We call ourselves the Creative Nonfiction Collective. Can’t say I’m a big fan of that unwieldy term, creative nonfiction. We are all widely published, in periodicals, newspaper columns and books. What is our kind of writing if not creative? As J.C. Hallman says, whoever has heard of creative painting? Or creative sculpting? Or the creative playing of an instrument? But that’s the name chosen for this branch of the clan, so I’ll live with it until something better comes along. I refer to my kind of writing as narrative nonfiction, but that’s a rather cumbersome term as well. Suggestions, anyone?
I don’t know if we’ll come up with a new name for our group during our forthcoming get-together. We’ve been living with Creative Nonfiction now for five years. But there may be other discoveries in store for us. Last time I was in Banff with a group of writers, all of us recently featured at the WordFest international writers festival, I discovered the joys of the laptop sing-along.
It happened after an evening of socializing and exchanging of trade gossip.
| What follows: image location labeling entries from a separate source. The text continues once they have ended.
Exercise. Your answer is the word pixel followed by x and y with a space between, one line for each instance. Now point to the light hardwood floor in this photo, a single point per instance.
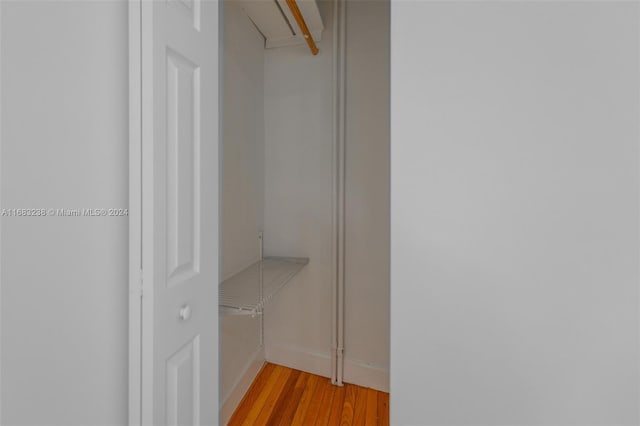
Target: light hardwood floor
pixel 283 396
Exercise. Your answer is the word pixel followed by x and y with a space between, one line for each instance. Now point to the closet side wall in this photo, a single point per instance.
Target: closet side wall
pixel 298 206
pixel 367 194
pixel 242 191
pixel 515 213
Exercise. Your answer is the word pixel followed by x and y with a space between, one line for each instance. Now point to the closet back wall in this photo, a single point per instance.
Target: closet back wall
pixel 242 182
pixel 298 198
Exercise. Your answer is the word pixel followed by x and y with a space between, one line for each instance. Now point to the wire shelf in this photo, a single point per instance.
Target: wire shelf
pixel 241 294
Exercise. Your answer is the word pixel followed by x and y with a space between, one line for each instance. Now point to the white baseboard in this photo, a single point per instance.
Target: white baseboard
pixel 356 372
pixel 233 398
pixel 299 358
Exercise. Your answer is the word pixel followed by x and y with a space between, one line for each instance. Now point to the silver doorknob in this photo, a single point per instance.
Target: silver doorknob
pixel 185 312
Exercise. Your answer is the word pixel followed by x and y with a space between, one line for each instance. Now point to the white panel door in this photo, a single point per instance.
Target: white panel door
pixel 180 212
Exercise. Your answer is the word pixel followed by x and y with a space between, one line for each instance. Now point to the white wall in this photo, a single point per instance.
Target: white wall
pixel 514 188
pixel 367 194
pixel 298 197
pixel 64 280
pixel 242 192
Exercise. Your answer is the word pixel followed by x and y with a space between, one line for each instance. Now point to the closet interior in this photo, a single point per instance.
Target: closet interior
pixel 304 192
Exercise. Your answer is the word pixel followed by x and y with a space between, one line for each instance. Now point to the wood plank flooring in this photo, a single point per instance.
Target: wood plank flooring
pixel 286 397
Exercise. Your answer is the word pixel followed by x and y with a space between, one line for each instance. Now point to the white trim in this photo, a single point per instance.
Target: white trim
pixel 231 401
pixel 338 195
pixel 135 218
pixel 357 372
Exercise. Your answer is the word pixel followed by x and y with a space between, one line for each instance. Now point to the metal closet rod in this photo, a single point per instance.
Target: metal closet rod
pixel 293 6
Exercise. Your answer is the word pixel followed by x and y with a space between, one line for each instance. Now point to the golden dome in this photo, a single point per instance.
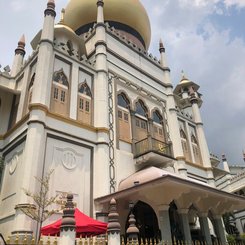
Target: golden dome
pixel 127 13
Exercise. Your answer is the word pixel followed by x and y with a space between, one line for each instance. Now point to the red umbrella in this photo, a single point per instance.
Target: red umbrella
pixel 85 226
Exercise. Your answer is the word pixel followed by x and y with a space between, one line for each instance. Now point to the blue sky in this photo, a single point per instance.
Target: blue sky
pixel 205 38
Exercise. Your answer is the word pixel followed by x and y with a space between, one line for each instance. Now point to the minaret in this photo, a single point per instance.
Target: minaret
pixel 19 56
pixel 43 79
pixel 195 102
pixel 164 64
pixel 225 163
pixel 102 184
pixel 172 113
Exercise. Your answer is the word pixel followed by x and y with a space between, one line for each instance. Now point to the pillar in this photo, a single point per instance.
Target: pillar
pixel 132 231
pixel 114 226
pixel 200 132
pixel 164 224
pixel 43 79
pixel 19 57
pixel 203 220
pixel 68 223
pixel 219 229
pixel 185 224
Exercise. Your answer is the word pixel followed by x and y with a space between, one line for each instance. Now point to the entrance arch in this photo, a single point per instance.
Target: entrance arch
pixel 146 221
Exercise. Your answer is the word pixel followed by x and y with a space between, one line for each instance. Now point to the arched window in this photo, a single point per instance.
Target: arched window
pixel 141 108
pixel 124 125
pixel 60 94
pixel 141 120
pixel 195 148
pixel 84 112
pixel 158 132
pixel 185 146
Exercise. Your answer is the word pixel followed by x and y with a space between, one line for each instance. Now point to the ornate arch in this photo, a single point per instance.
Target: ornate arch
pixel 142 108
pixel 85 89
pixel 61 78
pixel 157 116
pixel 126 103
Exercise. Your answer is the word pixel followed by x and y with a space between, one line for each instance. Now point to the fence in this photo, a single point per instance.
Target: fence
pixel 102 240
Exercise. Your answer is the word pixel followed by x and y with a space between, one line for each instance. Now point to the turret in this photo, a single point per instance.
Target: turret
pixel 163 62
pixel 19 56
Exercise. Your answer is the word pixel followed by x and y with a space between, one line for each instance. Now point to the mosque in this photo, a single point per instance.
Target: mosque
pixel 92 104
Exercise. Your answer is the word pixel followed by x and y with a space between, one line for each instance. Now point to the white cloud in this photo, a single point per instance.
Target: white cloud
pixel 17 5
pixel 237 3
pixel 212 59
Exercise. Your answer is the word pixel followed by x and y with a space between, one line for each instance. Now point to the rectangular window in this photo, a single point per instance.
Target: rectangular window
pixel 87 106
pixel 126 117
pixel 63 96
pixel 120 114
pixel 56 93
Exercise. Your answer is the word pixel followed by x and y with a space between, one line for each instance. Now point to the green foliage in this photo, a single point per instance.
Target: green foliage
pixel 40 210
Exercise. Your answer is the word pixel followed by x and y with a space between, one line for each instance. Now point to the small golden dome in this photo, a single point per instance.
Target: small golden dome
pixel 127 13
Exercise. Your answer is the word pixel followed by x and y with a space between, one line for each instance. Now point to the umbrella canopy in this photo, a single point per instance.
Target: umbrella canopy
pixel 85 226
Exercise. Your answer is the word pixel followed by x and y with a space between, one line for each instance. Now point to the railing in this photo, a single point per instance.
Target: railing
pixel 24 240
pixel 47 240
pixel 152 145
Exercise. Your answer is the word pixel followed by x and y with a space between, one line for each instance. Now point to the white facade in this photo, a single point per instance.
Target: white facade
pixel 61 110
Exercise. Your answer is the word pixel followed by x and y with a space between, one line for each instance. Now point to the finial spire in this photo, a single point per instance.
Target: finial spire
pixel 161 46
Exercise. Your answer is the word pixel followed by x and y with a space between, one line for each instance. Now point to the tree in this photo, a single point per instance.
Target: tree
pixel 39 211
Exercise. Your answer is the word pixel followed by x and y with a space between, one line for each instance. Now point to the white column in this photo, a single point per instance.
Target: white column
pixel 74 91
pixel 101 108
pixel 19 57
pixel 201 135
pixel 114 226
pixel 43 79
pixel 173 124
pixel 203 220
pixel 32 166
pixel 164 224
pixel 220 229
pixel 185 224
pixel 23 95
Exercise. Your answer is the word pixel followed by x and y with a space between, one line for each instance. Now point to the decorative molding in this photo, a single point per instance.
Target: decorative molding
pixel 77 123
pixel 68 157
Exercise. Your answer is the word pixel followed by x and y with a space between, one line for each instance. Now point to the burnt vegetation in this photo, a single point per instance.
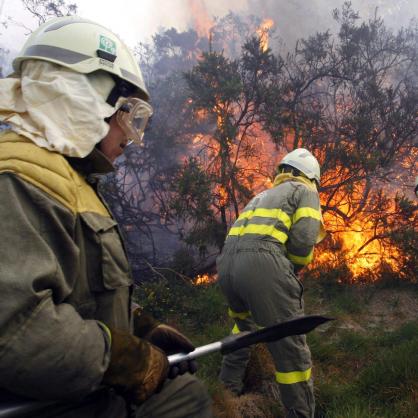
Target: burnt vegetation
pixel 227 107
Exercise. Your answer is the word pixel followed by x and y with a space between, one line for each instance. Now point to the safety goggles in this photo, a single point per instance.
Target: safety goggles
pixel 132 116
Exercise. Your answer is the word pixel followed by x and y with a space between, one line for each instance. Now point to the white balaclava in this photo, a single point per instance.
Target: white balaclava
pixel 57 108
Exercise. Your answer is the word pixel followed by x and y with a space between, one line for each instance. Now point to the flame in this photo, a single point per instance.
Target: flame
pixel 263 33
pixel 202 22
pixel 205 279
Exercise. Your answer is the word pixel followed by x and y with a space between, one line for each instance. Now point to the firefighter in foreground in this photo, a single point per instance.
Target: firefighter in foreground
pixel 66 324
pixel 269 243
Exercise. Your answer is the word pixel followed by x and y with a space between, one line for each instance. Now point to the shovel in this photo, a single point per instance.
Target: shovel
pixel 297 326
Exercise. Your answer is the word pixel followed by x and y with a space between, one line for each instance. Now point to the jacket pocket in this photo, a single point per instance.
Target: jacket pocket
pixel 109 267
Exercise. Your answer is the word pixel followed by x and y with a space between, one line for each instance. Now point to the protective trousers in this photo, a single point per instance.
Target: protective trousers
pixel 261 289
pixel 183 397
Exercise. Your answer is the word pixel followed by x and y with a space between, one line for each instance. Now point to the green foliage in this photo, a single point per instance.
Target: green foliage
pixel 386 382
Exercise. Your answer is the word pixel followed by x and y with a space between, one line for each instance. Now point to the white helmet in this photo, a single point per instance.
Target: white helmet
pixel 304 161
pixel 85 46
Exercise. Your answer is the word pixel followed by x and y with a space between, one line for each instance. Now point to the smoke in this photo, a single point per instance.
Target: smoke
pixel 295 19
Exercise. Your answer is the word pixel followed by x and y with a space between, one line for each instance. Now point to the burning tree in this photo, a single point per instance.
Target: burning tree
pixel 353 102
pixel 220 129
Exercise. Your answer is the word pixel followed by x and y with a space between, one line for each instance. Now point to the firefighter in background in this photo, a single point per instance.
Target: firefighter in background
pixel 66 324
pixel 272 239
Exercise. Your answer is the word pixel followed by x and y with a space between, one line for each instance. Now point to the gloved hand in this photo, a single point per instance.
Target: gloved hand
pixel 167 338
pixel 137 369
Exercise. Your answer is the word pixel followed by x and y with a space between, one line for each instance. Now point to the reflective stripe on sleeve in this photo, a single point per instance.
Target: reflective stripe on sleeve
pixel 268 213
pixel 239 315
pixel 306 213
pixel 297 259
pixel 259 230
pixel 293 377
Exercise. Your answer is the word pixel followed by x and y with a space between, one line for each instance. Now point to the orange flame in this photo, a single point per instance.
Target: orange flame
pixel 263 33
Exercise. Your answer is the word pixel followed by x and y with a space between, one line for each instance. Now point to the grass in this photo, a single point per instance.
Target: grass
pixel 369 373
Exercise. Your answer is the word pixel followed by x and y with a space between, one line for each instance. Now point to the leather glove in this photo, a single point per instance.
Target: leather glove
pixel 137 369
pixel 169 339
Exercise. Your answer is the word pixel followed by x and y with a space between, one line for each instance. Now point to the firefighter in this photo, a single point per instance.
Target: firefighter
pixel 272 239
pixel 66 324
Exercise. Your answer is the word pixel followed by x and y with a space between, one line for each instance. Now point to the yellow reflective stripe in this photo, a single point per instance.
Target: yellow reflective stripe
pixel 239 315
pixel 107 330
pixel 297 259
pixel 268 213
pixel 259 230
pixel 235 330
pixel 306 213
pixel 293 377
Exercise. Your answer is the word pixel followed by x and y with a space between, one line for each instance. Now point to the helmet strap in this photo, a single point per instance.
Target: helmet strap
pixel 121 89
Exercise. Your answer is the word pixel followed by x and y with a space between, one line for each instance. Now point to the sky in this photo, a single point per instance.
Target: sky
pixel 138 20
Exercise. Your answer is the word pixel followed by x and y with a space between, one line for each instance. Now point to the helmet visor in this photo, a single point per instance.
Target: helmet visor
pixel 132 117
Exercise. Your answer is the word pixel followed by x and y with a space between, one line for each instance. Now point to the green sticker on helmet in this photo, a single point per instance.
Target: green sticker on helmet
pixel 107 44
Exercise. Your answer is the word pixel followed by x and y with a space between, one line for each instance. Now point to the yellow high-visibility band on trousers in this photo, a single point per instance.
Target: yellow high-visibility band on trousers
pixel 297 259
pixel 107 330
pixel 293 377
pixel 259 230
pixel 268 213
pixel 235 330
pixel 306 213
pixel 239 315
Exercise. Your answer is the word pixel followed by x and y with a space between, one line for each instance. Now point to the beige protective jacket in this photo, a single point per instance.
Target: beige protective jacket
pixel 63 274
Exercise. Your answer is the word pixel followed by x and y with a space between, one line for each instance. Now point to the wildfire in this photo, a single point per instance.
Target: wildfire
pixel 205 279
pixel 263 33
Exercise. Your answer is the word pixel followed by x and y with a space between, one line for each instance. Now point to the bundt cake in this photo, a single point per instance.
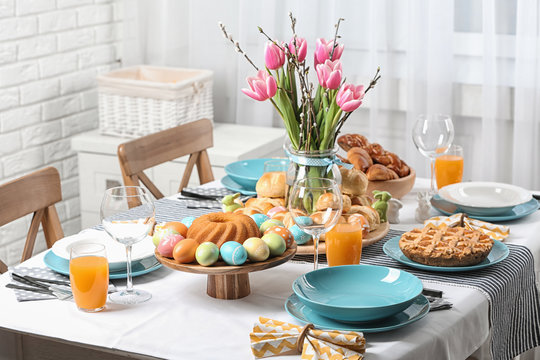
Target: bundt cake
pixel 222 227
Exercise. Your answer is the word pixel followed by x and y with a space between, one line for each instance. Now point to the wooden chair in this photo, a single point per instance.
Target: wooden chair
pixel 148 151
pixel 34 193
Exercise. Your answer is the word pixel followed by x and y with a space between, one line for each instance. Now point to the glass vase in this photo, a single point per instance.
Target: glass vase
pixel 310 164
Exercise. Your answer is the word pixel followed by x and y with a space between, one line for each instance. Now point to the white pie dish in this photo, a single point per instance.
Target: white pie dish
pixel 116 252
pixel 485 198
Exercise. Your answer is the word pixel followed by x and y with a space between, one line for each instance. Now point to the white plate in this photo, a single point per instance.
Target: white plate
pixel 116 252
pixel 485 198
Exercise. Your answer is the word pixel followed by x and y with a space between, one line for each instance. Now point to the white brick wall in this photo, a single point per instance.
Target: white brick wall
pixel 50 54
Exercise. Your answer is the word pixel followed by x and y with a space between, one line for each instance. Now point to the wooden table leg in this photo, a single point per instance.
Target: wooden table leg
pixel 228 287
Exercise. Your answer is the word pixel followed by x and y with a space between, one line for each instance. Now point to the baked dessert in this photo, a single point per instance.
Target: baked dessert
pixel 222 227
pixel 353 182
pixel 271 185
pixel 360 158
pixel 359 150
pixel 379 172
pixel 457 246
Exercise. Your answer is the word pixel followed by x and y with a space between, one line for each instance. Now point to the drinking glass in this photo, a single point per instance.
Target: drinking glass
pixel 127 214
pixel 315 205
pixel 344 244
pixel 449 167
pixel 89 276
pixel 432 135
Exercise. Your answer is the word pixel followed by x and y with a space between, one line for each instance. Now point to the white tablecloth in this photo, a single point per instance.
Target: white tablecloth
pixel 181 321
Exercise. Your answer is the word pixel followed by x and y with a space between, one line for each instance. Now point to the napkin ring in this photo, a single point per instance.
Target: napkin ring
pixel 302 336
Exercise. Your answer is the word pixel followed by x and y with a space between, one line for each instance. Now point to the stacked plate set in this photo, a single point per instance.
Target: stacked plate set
pixel 142 254
pixel 365 298
pixel 488 201
pixel 242 176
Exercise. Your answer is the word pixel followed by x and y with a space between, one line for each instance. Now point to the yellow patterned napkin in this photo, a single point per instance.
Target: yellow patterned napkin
pixel 497 232
pixel 273 337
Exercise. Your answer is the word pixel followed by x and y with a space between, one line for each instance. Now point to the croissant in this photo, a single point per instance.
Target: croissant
pixel 348 141
pixel 359 158
pixel 380 172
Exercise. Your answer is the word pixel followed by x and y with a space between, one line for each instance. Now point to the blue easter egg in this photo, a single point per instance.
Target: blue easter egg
pixel 259 219
pixel 187 220
pixel 299 236
pixel 233 253
pixel 304 220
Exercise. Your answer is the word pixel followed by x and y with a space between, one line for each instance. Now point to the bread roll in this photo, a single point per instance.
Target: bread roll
pixel 359 158
pixel 379 172
pixel 271 184
pixel 353 182
pixel 349 141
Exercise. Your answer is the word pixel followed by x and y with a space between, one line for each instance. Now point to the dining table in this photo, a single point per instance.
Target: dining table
pixel 181 321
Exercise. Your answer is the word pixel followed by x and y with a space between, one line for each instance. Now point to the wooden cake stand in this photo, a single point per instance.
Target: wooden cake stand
pixel 372 237
pixel 226 281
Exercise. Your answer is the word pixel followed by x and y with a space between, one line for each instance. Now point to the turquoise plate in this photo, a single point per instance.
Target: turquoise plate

I had retired to my room when the phone rang. “You absolutely can’t go bed now,” said the voice at the other end. “You’ve got to come back to the Borgeau Lounge. We’ve just found a piano.” Of course, this was the Banff Centre. There had to be a piano around every corner. The hills are alive with the sound of music, don’t you know. And if there’s one thing writers like to do almost as much as they like to dance, it’s to sing.
We had the talent, the enthusiasm, and the piano we needed to get a sing-along happening. But we didn’t have song sheets. What were we to do for lyrics? How could we have a sing-along without words at our disposal? Enter Google, the search engine without which we would all be spending less time at the computer and more time in the library.
“Let’s do Elvis,” said someone. “Can you play ‘Can’t Help Falling in Love with You’?” Yes, I can play it, but who’s got the lyrics. Lee Henderson had the lyrics. He had his laptop with him, taking advantage of the fact that Wi-Fi abounds throughout this campus in the clouds. As soon as someone yelled out the title of a song, Lee had the lyrics up on the screen in front of him. Others went to their rooms and brought back laptops. “I thought it might seem a bit nerdy at first, but then I thought why not?” said one singer. Five more laptops soon appeared, and now the chorus was in full voice. “Can you sing Leonard Cohen’s ‘Famous Blue Raincoat?’” Nobody can sing Leonard Cohen’s “Famous Blue Raincoat.” But we gave it a try anyhow.
We sang until the sleepy residents of Lloyd Hall complained to security. The man came and asked us, politely, to shut down the music. I have since conducted some research and discovered that this was the first ever laptop sing-along in the recorded history of Canadian writers’ festivals. At least, that’s my story and I’m sticking to it. For all the entertainment distractions now available, from flat-screen TVs to iPods, writers still love to do sing-along. Who knew?